Similarly, tumor cells with reduced amount of Hdm2 mRNA were also
less sensitive to the cell growth inhibitory activity of the
compounds (data not shown).
Example 119
Benzodiazapinediones Cause the Dissociation of Cellular Hdm2 from
p53
[0494] The direct effect of benzodiazepediones on the Hdm2: p53
complex in cells was studied in JAR choriocarcinoma cells, which
have higher and thus more readily detectable basal levels of Hdm2
and p53.
[0495] JAR choriocarcinoma cells were first treated for 90 minutes
with increasing doses of compound TDP521252 or TDP258625 (Table 1)
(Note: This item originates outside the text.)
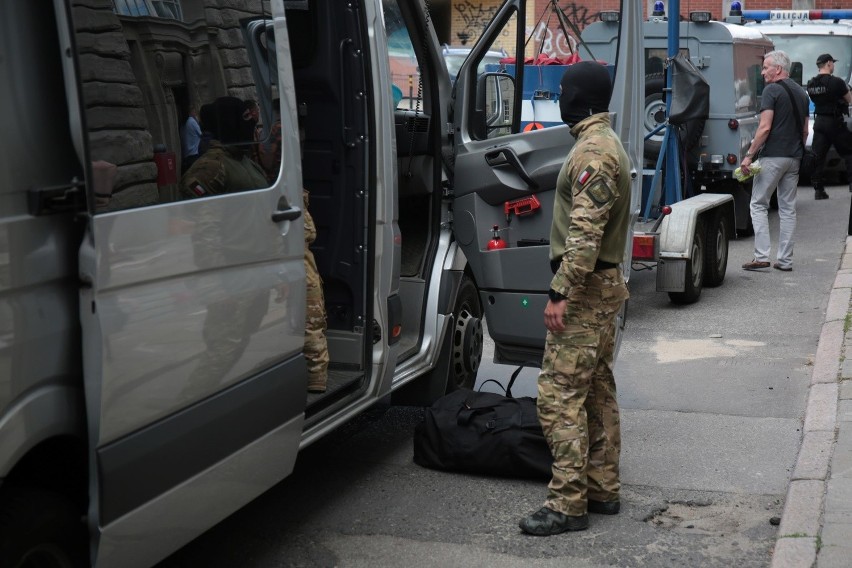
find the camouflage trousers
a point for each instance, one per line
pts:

as well as their inactive enantiomers TDP536356 and TDP258626,
respectively. Subsequently, the cells were lysed in TritonX-100
buffer (lysis buffer) [1% Triton X-100, 10 mM Tris pH 7.2, 5 mM
EDTA, 50 mM NaCl, Complete Mini Protease Inhibitor Cocktail Tablets
(Roche #1-836-153, 1 tablet/10 ml lysis buffer), Phosphatase
Inhibitor Cocktail 1 (Sigma #P2850, 1:100 dilution), Phosphatase
Inhibitor Cocktail 2 (Sigma #P5726, 1:100 dilution)]. Cell lysates
were normalized to protein and immunoprecipitated with an anti-p53
antibody (FL-393, Santa Cruz Biotechnology, Santa Cruz, Calif.).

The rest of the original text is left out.